Rest strokes with the thumb, to enhance the bass sound, are recommended. If you find it difficult to simultaneously perform a rest stroke with the thumb and a free stroke with a finger, make an exercise out of this texture, choosing any pair of treble and bass notes. Start with just the thumb, and simply let it fall through the course, coming to rest lightly on the adjacent course. This gives a fast stroke with consistent angle on both strings of the course, so you should hear one bass note. If you actively pluck by pulling the thumb across the course, you will probably hear the ker-plunk of two individual strings, which is undesirable, and/or you might pluck only one of the strings, which severely impairs the bass sound. When the thumb is working well, add a finger the middle finger is easiest to start with, but practise with the index finger as well. Aim for perfectly simultaneous notes, and be careful not to play a rest stroke with the finger. This is especially important if you have a classical guitar training, where rest strokes are commonly used with the fingers but not with the thumb!

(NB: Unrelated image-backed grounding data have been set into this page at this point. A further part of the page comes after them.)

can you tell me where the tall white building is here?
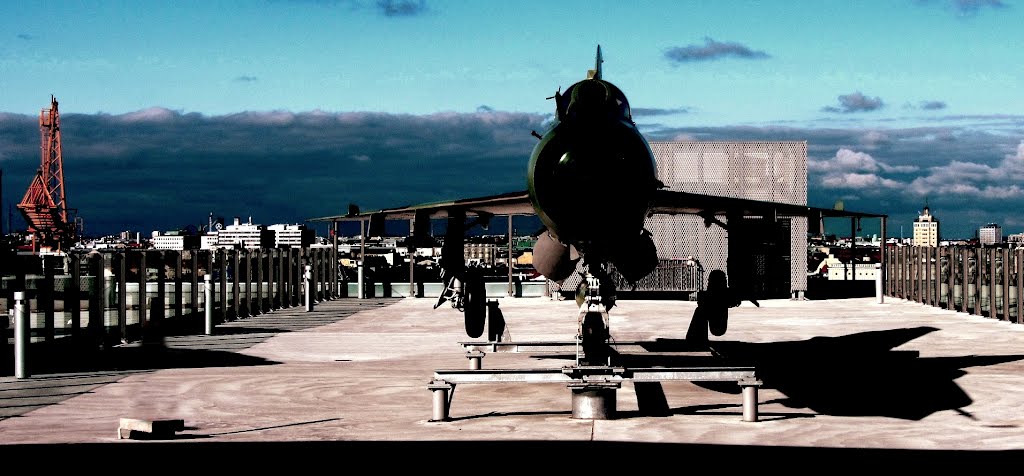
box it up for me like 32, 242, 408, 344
912, 206, 939, 247
980, 223, 1002, 246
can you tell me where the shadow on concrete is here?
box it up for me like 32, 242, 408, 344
689, 326, 1023, 420
531, 326, 1024, 421
0, 338, 280, 376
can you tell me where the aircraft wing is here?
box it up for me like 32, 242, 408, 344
307, 190, 535, 223
648, 188, 885, 221
309, 188, 884, 224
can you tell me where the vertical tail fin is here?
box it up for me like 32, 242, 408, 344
587, 45, 603, 80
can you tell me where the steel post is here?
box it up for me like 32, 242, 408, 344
305, 265, 313, 312
14, 292, 30, 379
204, 274, 213, 335
569, 382, 619, 420
428, 380, 453, 422
875, 263, 883, 304
740, 379, 762, 422
357, 262, 364, 299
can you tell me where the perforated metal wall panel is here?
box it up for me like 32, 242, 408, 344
554, 141, 808, 298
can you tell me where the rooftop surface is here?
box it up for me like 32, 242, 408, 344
1, 294, 1022, 466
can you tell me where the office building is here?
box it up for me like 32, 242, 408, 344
267, 224, 314, 248
150, 231, 200, 250
979, 223, 1002, 246
912, 206, 939, 247
216, 217, 275, 249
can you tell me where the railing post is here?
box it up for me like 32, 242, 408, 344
14, 291, 30, 379
69, 252, 81, 338
218, 249, 228, 320
138, 251, 148, 341
174, 250, 183, 320
88, 251, 104, 341
255, 248, 264, 315
1002, 247, 1010, 321
41, 255, 54, 342
357, 261, 365, 299
875, 263, 883, 304
964, 247, 973, 314
189, 250, 199, 318
305, 265, 314, 311
933, 246, 940, 307
279, 248, 286, 306
1017, 248, 1023, 324
990, 247, 998, 319
145, 251, 164, 346
293, 248, 303, 307
317, 249, 323, 301
204, 274, 213, 335
973, 248, 982, 316
267, 249, 275, 310
924, 246, 931, 306
243, 248, 252, 318
944, 247, 951, 311
231, 249, 240, 320
117, 251, 128, 342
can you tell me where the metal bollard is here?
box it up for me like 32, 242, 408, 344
14, 292, 30, 379
428, 380, 453, 422
875, 263, 884, 304
740, 379, 762, 422
357, 262, 364, 300
304, 265, 313, 312
204, 274, 213, 335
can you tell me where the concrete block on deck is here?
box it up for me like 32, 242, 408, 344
117, 417, 185, 440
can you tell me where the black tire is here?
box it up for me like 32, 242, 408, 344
580, 311, 609, 365
463, 274, 487, 338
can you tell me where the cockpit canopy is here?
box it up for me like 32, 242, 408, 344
555, 79, 632, 124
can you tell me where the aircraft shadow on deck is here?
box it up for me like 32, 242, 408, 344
0, 336, 281, 377
0, 301, 397, 377
533, 326, 1024, 421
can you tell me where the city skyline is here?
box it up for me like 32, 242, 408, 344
1, 1, 1023, 239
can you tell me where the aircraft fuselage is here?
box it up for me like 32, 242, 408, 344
527, 63, 660, 283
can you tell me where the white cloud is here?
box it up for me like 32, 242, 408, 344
809, 148, 918, 174
115, 107, 180, 122
821, 172, 903, 189
905, 146, 1024, 198
861, 130, 889, 147
670, 132, 698, 141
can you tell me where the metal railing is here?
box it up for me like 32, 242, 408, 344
884, 245, 1023, 323
609, 259, 705, 297
2, 247, 340, 346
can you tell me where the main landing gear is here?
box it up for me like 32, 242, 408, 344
576, 271, 612, 366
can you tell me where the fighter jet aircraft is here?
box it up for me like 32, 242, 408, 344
312, 46, 883, 365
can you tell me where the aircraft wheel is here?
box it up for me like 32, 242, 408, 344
580, 311, 609, 365
463, 275, 487, 338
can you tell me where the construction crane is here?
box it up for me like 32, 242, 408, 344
18, 95, 77, 253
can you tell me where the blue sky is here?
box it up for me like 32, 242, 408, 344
1, 0, 1023, 240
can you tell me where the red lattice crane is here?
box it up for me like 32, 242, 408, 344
18, 95, 76, 253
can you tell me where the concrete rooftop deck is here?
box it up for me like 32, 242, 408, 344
2, 294, 1023, 466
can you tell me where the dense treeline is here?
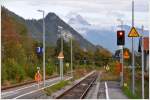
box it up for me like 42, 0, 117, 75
2, 8, 40, 85
1, 9, 112, 86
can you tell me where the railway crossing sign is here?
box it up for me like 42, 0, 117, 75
124, 50, 130, 59
128, 27, 140, 37
105, 65, 110, 71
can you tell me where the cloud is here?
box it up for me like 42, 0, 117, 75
2, 0, 149, 29
107, 11, 125, 18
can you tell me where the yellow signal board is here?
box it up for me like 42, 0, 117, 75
128, 27, 140, 37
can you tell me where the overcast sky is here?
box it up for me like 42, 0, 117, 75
1, 0, 149, 29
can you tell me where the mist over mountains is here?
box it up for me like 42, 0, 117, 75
67, 13, 149, 52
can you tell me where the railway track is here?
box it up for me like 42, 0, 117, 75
56, 72, 98, 99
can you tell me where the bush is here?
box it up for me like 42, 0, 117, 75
1, 63, 8, 84
46, 63, 55, 76
122, 86, 140, 99
4, 58, 26, 82
15, 64, 25, 82
27, 65, 36, 78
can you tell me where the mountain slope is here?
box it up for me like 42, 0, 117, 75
25, 13, 96, 51
2, 7, 98, 51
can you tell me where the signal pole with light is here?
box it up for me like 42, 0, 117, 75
117, 30, 125, 87
117, 18, 125, 87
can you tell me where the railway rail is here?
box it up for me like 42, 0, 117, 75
56, 72, 98, 99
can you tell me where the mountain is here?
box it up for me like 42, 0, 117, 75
25, 12, 97, 51
2, 7, 99, 51
67, 13, 149, 52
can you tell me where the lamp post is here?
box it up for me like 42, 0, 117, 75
70, 35, 73, 78
58, 26, 64, 80
58, 26, 63, 52
67, 33, 73, 78
63, 31, 73, 78
37, 10, 46, 87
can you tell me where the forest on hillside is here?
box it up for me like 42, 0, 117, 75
1, 8, 112, 86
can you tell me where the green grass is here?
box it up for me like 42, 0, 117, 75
122, 86, 141, 99
44, 80, 70, 96
122, 69, 149, 99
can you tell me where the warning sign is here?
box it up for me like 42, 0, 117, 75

It is easiest to start by plucking well-separated courses, for example the 1st and 6th courses, but gradually close up the gap between them until you can apply the technique on more closely spaced courses.
The main difficulty for the left hand is the profusion of B flat and E flat chords, such as in bars 2 and 3 respectively, where the hand has to stretch across several courses, and it is easy to confuse the two chords and end up putting a bass B flat under an E flat chord. The ring finger normally takes the bass notes in these chord shapes, but remember that the main part of the left hand should be placed to enable this finger to reach easily. This will usually be slightly forward of its usual position when playing on the treble courses. If you struggle with these chords, make an exercise starting by planting the ring finger on the appropriate bass note, then walk your little finger across the fingerboard at the same fret, starting with the easier reaches and progressing to the strings further away. Keep the hand relaxed, and use the minimum fretting pressure possible. If you put your fingers precisely behind the frets you wont need to press hard.
Finally, when you have mastered the piece, it makes a wonderful vehicle for improvising your own variations using the existing harmonic framework, so explore and enjoy.